Järvis Mozart-Diskografie ist vergleichsweise überschaubar – sein Desinteresse an nicht hinreichend begründeten Einspielungen von althergebrachten ‚Schlachtrössern‘ zeugt von seiner fast unersättlichen Neugier und seiner Bereitschaft, um der Sache willen auf Popularität (im negativ gemeinten Sinn) zu verzichten. Schon 1974 hatte Järvi bei Melodija ein Mozart-Klavierkonzert veröffentlicht – mit eben jenem Orchester, das wir auch hier hören (diese Reihe setzte er in den 2010er-Jahren fort). Dass er hier das späte ‚Ave verum corpus‘ dirigiert, in einer ausgesprochen intim-introvierten Wiedergabe von hoher Suggestionskraft, ist Bekenntnis und Verweigerung zugleich – gerade als Dirigent von Chorsymphonik hat er sich nur bedingt auf Tonträger profiliert – und auch hier nicht selten mit überraschendem Repertoire.
Tief empfunden
Brahms war ein weiterer Komponist, der Järvi besonders nahe steht. Wir finden bei Chandos sämtliche Sinfonien und Konzerte, auch die Ungarischen Tänze, in jüngeren Jahren bei den Estonian Record Productions einen umfänglichen zweiten Brahms-Zyklus, und das Deutsche Requiem ist auf DVD greifbar. Hier nun also das Schicksalslied, in einer tief empfundenen, dennoch dramatisch starken Darbietung mit ausgesprochen flüssigen Tempi (warum es dann auf drei Tracks splitten?). Zwar ist der Klang nicht immer scharf umrissen, das schadet der Musik hier aber kaum. Auch dass der State Choir Latvija die deutsche Sprache hörbar einstudiert hat und nicht wirklich versteht, beeinträchtigt den bewegenden Gesamteindruck nicht. Järvi spreizt die Tempi an einigen Stellen ungewöhnlich, doch nicht über Gebühr.

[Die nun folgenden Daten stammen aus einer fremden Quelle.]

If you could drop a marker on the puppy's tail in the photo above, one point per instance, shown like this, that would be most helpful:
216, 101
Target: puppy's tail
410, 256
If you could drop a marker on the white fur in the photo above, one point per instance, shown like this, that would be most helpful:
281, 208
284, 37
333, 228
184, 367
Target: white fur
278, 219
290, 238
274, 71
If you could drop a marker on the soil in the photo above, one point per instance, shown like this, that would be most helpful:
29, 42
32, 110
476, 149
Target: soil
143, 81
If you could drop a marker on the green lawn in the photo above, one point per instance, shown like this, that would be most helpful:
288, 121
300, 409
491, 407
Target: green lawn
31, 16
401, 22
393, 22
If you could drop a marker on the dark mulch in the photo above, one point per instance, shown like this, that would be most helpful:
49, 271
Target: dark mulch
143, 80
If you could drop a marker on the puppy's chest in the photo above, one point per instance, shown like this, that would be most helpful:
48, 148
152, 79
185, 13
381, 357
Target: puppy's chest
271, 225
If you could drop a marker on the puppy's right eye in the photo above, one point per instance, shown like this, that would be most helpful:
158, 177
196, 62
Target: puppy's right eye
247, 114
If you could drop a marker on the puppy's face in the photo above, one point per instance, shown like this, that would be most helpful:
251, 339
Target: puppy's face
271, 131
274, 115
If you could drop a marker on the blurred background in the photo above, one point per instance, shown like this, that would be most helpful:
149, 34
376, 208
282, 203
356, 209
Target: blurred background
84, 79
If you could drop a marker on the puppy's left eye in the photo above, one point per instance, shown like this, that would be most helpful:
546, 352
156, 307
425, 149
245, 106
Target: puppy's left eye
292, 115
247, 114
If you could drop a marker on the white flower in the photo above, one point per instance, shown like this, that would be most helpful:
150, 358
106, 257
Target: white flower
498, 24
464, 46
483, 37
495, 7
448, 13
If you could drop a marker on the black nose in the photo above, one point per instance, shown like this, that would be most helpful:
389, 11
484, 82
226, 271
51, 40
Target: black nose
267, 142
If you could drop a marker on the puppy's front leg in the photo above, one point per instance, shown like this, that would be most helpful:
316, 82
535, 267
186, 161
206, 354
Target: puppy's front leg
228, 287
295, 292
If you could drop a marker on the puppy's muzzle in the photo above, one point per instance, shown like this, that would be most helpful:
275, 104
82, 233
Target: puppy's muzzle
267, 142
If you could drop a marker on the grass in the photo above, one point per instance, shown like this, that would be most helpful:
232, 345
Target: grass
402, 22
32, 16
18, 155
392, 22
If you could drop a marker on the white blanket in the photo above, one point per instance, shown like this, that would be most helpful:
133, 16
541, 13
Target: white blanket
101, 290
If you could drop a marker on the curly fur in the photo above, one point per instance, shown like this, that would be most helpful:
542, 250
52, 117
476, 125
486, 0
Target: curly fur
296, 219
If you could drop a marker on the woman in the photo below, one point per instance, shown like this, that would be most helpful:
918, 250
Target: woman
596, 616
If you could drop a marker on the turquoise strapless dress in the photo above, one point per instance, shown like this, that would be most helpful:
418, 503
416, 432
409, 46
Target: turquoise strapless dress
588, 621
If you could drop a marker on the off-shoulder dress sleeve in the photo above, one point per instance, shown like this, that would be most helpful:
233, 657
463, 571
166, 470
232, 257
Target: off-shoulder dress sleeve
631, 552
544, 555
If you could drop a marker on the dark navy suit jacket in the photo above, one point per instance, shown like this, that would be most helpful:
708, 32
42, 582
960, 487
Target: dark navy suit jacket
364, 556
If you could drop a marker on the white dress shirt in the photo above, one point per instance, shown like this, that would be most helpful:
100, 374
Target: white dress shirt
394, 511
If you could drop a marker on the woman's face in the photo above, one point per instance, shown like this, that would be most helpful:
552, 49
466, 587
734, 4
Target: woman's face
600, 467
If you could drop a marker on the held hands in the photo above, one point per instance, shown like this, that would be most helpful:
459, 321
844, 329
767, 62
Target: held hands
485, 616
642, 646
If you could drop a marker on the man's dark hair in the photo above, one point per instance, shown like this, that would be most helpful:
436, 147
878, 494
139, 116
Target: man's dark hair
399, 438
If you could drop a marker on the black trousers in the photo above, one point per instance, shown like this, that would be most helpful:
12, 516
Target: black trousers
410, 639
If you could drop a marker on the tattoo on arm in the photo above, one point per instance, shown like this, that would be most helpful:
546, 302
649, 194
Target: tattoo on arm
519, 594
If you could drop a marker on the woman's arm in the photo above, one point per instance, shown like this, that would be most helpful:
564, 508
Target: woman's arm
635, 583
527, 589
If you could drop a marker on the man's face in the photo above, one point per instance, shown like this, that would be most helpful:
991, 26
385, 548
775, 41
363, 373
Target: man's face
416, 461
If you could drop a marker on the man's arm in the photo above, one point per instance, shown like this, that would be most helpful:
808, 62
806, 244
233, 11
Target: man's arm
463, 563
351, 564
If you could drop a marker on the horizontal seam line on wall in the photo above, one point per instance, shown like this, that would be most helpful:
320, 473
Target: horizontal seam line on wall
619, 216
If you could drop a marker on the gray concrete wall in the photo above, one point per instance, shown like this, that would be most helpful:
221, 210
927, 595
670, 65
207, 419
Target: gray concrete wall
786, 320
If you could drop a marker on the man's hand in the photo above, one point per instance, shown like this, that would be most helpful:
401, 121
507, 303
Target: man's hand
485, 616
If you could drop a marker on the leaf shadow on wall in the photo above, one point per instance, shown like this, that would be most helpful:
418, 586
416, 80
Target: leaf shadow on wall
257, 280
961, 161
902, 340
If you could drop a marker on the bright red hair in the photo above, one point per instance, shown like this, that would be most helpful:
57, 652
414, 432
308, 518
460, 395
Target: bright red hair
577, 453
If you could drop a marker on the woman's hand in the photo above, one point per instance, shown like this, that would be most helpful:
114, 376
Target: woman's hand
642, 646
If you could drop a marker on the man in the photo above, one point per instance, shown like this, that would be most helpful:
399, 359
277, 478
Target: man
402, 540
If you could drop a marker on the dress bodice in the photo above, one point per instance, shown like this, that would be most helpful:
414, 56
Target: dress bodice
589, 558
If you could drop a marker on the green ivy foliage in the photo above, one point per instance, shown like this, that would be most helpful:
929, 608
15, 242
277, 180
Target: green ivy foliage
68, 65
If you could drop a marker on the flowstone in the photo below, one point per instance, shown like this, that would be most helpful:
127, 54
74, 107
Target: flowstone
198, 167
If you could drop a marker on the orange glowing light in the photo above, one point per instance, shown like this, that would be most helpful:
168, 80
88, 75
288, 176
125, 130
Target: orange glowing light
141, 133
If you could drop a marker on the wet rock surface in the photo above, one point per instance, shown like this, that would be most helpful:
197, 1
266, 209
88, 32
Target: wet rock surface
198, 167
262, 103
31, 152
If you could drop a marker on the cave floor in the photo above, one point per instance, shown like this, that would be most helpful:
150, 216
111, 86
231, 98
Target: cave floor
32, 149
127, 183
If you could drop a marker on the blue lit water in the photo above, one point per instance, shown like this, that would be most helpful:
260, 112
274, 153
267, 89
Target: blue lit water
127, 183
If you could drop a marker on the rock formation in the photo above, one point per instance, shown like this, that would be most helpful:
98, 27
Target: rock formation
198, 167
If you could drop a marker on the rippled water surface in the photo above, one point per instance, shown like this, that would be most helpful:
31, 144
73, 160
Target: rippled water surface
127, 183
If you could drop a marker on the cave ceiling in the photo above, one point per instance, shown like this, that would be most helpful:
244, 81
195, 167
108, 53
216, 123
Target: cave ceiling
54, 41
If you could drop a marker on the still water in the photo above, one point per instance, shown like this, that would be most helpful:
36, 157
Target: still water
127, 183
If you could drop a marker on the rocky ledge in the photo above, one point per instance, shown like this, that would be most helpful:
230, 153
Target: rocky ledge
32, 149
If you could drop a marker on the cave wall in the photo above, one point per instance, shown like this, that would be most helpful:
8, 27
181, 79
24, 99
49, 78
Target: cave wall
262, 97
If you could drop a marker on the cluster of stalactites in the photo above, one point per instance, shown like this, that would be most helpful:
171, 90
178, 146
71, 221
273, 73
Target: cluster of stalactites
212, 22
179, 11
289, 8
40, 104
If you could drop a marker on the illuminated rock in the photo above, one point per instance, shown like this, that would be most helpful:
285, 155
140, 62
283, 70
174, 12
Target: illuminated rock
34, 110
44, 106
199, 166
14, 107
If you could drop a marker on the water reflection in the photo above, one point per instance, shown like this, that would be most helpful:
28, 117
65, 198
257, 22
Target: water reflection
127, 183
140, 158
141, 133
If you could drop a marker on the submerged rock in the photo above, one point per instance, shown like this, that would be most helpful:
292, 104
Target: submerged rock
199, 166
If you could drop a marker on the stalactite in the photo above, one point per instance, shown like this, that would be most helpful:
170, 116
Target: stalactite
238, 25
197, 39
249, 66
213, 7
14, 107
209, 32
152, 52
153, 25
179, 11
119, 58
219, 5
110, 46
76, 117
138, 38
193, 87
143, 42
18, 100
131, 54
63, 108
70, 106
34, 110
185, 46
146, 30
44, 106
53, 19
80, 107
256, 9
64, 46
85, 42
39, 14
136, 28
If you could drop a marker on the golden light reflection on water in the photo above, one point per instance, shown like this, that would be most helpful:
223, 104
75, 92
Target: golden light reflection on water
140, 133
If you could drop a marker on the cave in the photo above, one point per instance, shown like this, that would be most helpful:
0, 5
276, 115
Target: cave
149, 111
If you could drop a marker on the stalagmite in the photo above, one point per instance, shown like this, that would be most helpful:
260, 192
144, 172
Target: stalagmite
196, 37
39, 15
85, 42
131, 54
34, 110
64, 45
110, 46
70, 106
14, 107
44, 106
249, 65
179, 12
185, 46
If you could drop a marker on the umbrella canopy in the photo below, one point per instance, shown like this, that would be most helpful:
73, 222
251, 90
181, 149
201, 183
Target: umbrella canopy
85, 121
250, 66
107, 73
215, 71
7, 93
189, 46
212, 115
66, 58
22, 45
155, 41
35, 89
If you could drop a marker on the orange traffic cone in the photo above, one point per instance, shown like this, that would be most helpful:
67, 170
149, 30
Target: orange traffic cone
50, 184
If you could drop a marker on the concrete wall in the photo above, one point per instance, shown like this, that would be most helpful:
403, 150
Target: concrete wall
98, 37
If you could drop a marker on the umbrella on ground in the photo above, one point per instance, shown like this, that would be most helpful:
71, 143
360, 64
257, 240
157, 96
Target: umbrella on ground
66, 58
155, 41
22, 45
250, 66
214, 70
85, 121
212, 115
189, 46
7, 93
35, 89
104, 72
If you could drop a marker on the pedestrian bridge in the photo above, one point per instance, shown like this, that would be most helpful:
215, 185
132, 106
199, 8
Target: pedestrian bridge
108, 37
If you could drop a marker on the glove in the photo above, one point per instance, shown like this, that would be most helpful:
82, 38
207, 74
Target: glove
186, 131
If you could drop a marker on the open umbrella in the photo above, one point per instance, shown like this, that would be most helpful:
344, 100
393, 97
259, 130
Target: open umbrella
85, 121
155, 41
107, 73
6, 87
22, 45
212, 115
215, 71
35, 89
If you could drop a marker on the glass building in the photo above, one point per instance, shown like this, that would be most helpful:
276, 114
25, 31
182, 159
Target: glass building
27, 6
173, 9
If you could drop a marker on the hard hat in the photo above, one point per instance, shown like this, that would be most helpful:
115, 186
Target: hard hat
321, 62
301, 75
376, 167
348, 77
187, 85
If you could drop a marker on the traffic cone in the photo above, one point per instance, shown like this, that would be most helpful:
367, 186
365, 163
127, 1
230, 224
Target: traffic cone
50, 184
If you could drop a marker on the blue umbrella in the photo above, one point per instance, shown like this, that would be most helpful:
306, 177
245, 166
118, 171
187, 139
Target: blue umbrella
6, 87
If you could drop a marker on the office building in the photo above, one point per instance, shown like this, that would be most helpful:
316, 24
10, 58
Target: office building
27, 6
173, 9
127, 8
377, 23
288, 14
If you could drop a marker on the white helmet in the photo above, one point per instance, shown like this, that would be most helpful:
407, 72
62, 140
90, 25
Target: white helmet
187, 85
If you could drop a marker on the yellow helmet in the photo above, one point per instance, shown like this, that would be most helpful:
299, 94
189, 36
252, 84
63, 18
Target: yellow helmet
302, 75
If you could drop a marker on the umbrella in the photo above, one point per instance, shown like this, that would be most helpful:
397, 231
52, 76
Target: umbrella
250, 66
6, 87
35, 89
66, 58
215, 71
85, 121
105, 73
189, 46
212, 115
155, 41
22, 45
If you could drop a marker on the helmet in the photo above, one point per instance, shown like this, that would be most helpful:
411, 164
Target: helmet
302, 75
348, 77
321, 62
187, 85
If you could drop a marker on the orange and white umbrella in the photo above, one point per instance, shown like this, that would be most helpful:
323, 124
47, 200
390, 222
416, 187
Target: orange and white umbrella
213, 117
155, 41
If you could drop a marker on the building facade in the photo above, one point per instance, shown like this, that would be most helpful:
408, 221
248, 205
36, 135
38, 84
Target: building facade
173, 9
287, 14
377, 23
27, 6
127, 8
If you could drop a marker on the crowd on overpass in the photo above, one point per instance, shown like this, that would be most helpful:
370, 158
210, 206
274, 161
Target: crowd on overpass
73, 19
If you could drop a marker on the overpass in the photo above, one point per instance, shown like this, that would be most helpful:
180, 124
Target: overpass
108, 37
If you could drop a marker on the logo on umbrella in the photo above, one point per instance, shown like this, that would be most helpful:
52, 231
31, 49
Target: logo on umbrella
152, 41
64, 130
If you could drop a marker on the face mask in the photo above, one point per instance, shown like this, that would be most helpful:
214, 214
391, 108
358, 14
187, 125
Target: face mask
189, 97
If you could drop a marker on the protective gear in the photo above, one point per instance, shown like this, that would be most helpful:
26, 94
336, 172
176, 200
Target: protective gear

Als Dirigent, der sich fast vollständig der Opernbühne verweigerte (es gibt einige Rundfunkproduktionen aus dem Studio), hat Järvi sich fast nur durch symphonische Auszüge aus den Musikdramen mit der Musik Richard Wagners auseinandergesetzt. Hier erklingt die Ouvertüre ‚Polonia‘, gerade in Järvis Wiedergabe der Ouvertüre zum ‚Liebesverbot‘ nicht fern. Wir hören hier nicht nur den frühen Wagner, sondern auch die Operntradition der 1830er-Jahre mit besonderer Bedeutung der französischen Bühne (Auber).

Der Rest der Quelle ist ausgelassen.